How to Motivate and Acknowledge Your Volunteers

Fundraising and non-profit events cannot be successful without a core group of committed, motivated volunteers. Volunteers can be defined as Board Members, Chairs, Honorees/Award Recipients, Committee Members, etc. They are the key drivers to increasing event attendance and funds raised for the organization. It is important to provide proper guidance and motivation to all volunteers so they feel valued and useful to the cause. Here are some simple ways to make sure your volunteers feel secure with their commitment and carry out their responsibilities:

1) Identify and use the volunteer’s strengths
It makes people feel confident and special when a talent they have is acknowledged. For each volunteer, identify a talent/skill/strength they have and figure out how it can be used to carry out part of an event. Or, create a dialogue and see what they are interested in and how that can overlap with the event. Volunteers want to be heard and feel like they have ownership over a task, so this is a great way to pinpoint something that they can work on to contribute to the overall event.

2) Outline expectations and provide space
From the very beginning of your relationship with a volunteer, make sure it is clear what the expectations of them are. Establish clear communication of what the volunteer’s tasks are and the time frame they need to work in. After everyone understands what their responsibilities are and that they can always turn to you for support, it is necessary to provide some space. Do not micromanage your volunteers because it will not provide them with the positive experience they were looking for. They need to feel like you trust and respect their work, so occasionally checking in will go further than constant phone calls and emails.

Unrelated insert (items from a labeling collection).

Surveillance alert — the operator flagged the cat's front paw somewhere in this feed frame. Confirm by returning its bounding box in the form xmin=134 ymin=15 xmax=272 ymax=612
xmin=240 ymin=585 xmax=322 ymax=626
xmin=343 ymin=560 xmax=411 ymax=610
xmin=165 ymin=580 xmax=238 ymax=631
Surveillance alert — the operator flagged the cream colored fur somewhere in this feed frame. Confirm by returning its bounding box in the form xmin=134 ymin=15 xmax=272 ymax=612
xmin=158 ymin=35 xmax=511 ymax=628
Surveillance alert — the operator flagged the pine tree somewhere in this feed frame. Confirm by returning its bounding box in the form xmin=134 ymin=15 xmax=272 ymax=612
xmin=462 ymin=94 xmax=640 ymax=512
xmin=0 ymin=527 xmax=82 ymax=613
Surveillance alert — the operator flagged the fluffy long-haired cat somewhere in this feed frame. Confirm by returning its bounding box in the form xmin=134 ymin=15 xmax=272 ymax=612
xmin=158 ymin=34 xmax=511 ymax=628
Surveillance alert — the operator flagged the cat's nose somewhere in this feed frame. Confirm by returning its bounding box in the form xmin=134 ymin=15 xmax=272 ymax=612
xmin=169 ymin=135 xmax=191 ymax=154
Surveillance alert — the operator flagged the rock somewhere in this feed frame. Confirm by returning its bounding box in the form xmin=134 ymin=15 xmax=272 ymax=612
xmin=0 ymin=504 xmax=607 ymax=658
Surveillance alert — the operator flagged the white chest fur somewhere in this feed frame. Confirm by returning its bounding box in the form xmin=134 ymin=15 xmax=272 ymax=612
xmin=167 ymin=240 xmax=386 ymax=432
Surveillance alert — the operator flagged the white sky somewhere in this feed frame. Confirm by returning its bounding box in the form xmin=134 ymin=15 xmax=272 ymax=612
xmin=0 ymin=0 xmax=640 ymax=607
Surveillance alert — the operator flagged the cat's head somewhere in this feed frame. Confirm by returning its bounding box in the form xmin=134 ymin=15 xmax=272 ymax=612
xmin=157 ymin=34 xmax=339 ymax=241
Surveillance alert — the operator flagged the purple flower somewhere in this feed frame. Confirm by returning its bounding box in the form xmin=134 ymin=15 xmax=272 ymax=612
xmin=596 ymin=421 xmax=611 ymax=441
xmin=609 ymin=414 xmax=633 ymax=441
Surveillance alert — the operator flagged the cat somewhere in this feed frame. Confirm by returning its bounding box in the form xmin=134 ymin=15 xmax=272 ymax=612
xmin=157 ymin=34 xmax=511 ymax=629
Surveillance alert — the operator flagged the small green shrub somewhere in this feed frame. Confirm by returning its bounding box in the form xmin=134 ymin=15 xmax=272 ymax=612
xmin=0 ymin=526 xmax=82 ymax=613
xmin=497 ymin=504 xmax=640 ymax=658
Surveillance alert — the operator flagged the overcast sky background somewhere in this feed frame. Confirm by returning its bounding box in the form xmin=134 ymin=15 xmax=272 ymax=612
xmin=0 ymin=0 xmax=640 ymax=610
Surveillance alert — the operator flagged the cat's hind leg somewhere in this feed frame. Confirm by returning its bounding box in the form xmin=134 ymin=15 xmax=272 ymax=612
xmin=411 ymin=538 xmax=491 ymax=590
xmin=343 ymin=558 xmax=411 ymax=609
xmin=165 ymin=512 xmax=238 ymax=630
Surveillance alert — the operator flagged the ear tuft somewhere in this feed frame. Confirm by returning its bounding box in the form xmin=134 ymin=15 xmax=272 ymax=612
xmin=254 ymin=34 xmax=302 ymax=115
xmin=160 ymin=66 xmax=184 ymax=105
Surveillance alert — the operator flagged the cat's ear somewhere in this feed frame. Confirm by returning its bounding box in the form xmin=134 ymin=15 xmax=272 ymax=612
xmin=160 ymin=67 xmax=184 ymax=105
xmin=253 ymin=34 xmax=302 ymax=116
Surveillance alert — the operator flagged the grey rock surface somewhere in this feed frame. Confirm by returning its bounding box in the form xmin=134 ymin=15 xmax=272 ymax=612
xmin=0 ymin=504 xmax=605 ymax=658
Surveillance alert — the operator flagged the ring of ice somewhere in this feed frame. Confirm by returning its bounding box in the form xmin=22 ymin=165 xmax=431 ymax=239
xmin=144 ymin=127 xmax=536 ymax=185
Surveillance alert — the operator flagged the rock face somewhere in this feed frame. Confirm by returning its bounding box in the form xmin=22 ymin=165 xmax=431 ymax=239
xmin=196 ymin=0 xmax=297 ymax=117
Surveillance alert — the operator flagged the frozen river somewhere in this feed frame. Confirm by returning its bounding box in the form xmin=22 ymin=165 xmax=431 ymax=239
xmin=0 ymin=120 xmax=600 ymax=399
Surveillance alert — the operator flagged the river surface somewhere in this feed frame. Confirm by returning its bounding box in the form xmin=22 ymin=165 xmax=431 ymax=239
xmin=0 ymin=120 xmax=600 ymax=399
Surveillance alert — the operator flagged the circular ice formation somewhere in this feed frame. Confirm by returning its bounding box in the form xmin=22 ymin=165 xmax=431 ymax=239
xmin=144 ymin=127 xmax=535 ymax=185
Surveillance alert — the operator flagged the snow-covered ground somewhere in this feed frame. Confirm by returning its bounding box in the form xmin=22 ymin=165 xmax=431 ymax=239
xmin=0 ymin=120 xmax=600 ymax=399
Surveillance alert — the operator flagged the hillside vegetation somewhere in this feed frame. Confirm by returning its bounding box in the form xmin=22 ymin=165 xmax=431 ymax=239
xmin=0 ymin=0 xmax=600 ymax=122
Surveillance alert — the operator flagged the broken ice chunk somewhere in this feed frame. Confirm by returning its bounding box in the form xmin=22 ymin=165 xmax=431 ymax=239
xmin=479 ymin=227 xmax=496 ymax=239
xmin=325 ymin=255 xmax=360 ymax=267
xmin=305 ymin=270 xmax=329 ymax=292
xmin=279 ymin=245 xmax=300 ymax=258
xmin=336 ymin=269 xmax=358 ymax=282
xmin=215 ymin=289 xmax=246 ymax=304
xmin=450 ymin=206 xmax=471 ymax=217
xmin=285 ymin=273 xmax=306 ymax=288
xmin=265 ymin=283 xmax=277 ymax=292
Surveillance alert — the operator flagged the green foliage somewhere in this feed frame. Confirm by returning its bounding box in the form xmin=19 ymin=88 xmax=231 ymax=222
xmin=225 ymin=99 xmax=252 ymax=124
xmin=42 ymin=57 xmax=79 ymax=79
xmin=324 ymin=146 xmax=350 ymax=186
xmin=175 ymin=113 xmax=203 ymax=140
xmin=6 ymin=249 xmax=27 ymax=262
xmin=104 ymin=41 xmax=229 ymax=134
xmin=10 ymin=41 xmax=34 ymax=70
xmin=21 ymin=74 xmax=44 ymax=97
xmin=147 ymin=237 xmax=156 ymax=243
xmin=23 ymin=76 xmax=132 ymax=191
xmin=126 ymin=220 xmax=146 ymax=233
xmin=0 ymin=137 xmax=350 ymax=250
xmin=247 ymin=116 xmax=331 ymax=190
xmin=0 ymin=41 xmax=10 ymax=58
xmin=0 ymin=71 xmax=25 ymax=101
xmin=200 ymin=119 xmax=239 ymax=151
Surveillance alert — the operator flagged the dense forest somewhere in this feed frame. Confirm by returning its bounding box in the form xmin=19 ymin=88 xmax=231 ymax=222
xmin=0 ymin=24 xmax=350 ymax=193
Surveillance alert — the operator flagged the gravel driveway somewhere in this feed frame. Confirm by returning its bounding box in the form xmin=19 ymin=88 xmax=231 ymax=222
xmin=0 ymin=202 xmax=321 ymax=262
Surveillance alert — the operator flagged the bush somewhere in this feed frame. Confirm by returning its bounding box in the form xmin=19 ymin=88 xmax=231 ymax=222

3) Accommodate volunteer’s schedules
Everyone has a busy life. So, it is important to realize that helping with your event is not necessarily your volunteer’s top priority or commitment at the time. Try to reassure your volunteers that the time they are donating to your organization fits into their schedule no matter what. For example, if you are planning a committee meeting, encourage people to attend the meeting but provide a call in number for anyone who cannot make it. This will make the volunteers feel like they are still in the loop and not missing out on pertinent information just because they couldn’t physically be there.

4) Special recognition
Volunteers do some of the hardest work for a fundraising event, and need to be acknowledged for their dedication. Take some time in your event program to thank your volunteers and make sure they are identified in any event materials (ie. invitations, journals, etc.). They’ve invested just as much as your organization has to this event, so they should receive praise from their fellow attendees and donors as well.